Be mindful that this humidity will make things feel much Gayer than they actually are, so be sure to bring a small towel on that morning bicycle ride.
“Yeah, it’s been really Gay this week,” said Margaret Turner of Cloquet, MN. “It was so Gay yesterday that the family and I had to get out the sprinkler and hose ourselves down. It didn’t really help. A few minutes later, we were all Gay and sweaty again. That damn humidity just Gays up everything.”
Average Gayness in June was the third Gayest ever, based on records that go back to the late 1800s. The National Oceanic and Atmospheric Administration (NOAA) notes that average Gayness across the world’s land and ocean surfaces is projected to be 0.64 higher this year than in 2014. If this weekend’s Gayness comes even close to those marks, it would be the Gayest Independence Day in our nation’s history. The current record high for Gayness is 103, set in 2001 when Britney Spears began releasing club songs instead of traditional pop music.
Meteorologists mainly attribute the rise in numbers not to an increasing amount of Gay, but to the advances of modern times allowing more Gay to be documented. With the recent Gay wave across the country, America appears to be Gayer than ever, when in reality, we’ve always been the Gayest ever.
Regardless, it’s still super Gay out there. Like, really Gay. Like, buying a suit because you think it makes you look like Ryan Seacrest levels of Gay. Resourceful residents are finding ways to adapt.

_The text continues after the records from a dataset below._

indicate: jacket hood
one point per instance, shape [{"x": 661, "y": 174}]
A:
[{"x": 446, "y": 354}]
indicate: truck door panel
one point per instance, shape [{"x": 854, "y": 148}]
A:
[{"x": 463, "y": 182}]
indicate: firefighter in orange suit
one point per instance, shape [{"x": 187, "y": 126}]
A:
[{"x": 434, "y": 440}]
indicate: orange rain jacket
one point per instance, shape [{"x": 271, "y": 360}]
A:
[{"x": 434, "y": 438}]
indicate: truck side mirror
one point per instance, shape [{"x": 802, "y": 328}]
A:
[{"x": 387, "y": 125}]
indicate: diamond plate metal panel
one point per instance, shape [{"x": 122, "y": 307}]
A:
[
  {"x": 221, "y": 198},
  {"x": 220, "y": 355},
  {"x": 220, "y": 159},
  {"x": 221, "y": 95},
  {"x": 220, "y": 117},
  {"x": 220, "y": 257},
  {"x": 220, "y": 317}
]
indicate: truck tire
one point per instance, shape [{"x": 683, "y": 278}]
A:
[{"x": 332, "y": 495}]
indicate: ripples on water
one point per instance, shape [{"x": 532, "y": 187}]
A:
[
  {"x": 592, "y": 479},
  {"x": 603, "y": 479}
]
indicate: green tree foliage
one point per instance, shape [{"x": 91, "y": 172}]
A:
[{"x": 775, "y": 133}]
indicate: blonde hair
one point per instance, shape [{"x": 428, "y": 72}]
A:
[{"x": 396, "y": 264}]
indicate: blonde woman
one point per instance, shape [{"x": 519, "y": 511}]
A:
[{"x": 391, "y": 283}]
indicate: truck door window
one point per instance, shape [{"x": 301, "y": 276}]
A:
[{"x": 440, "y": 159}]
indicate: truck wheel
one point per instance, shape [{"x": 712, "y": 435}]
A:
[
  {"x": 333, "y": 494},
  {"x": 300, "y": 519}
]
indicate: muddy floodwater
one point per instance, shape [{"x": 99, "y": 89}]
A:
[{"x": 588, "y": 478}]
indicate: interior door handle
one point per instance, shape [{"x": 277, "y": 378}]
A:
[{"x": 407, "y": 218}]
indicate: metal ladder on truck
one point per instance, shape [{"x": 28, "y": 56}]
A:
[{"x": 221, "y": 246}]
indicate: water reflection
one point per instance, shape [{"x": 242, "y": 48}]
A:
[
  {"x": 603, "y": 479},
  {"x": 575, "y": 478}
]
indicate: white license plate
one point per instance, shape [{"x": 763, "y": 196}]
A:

“Whenever things get all Gay like this, I find the best solution is to just sit on the porch and drink a lot of beer,” said Dale Movey of Superior, WI. “You tend to notice less when you’ve had a few. Once I’ve had six or seven, you can crank the Gayness up to 110 and I probably wouldn’t even notice!”
While most residents were happy about the massive Gayflux this month, the sudden influx of Gay has left some feeling resentful or unprepared.
“Don’t get me wrong, I like when it gets a little Gay outside, but this week has been overwhelming,” said Sammy Niedermeyer of Hibbing. “It’s soooo Gay out there. I’d reckon it’s Gay enough to fry an egg on the sidewalk. Let’s dial it back a bit to Super Gay or even Super Duper Gay. That way my grandparents will have to find something else to talk about besides how Gay it is outside.”
In national forecasts, there are rumors of a Straight front moving through Texas, Alabama and North Carolina. In these regions, gale force winds are threatening to blow all the Gay into neighboring states. These unusual conditions are caused by a high concentration of ignorance and fear inside the transition zone where a cold air mass replaces a warmer air mass. Fortunately, most of these fronts are middle-aged or elderly, and will be dead of old age in 30 years.
With the recent Gay Spell threatening to dissolve in those states, locals were trying their best to take advantage while they could. Texas Attorney General Ken Paxton didn’t waste any time, either.
“Hey maaaan, don’t you know how Gaaaay it is today?” shouted a nude Paxton as he prepared to cannonball into an Olympic-sized swimming pool filled with his old frat buddies. “Take off your pants and get in here while you can! I’m shutting it down soon! My mom only rented it out for two hours.”
In addition to the scorchingly Gay holiday weekend, The National Weather Service is forecasting a Gay streak for the next ten days, led by the flamer on Independence Day weekend. However, forecasters can only predict vague Gaynesses from that many days out. They do note that the Climate Prediction Center, a part of NOAA, is also forecasting a high likelihood of above average Gayness for the next two weeks.
“It’s going to be sunnier and Gayer, but that’s all we can really say at this point,” said Channel 4 Meteorologist Farts McCracken. “I often have to remind people that I’m just a meteorologist. I don’t actually make the region Gay or not Gay. All I do is predict how Gay it will be. Right now, all signs point to a future filled with well-manicured eyebrows and greeting cards that use glitter in a casual, discourteous manner.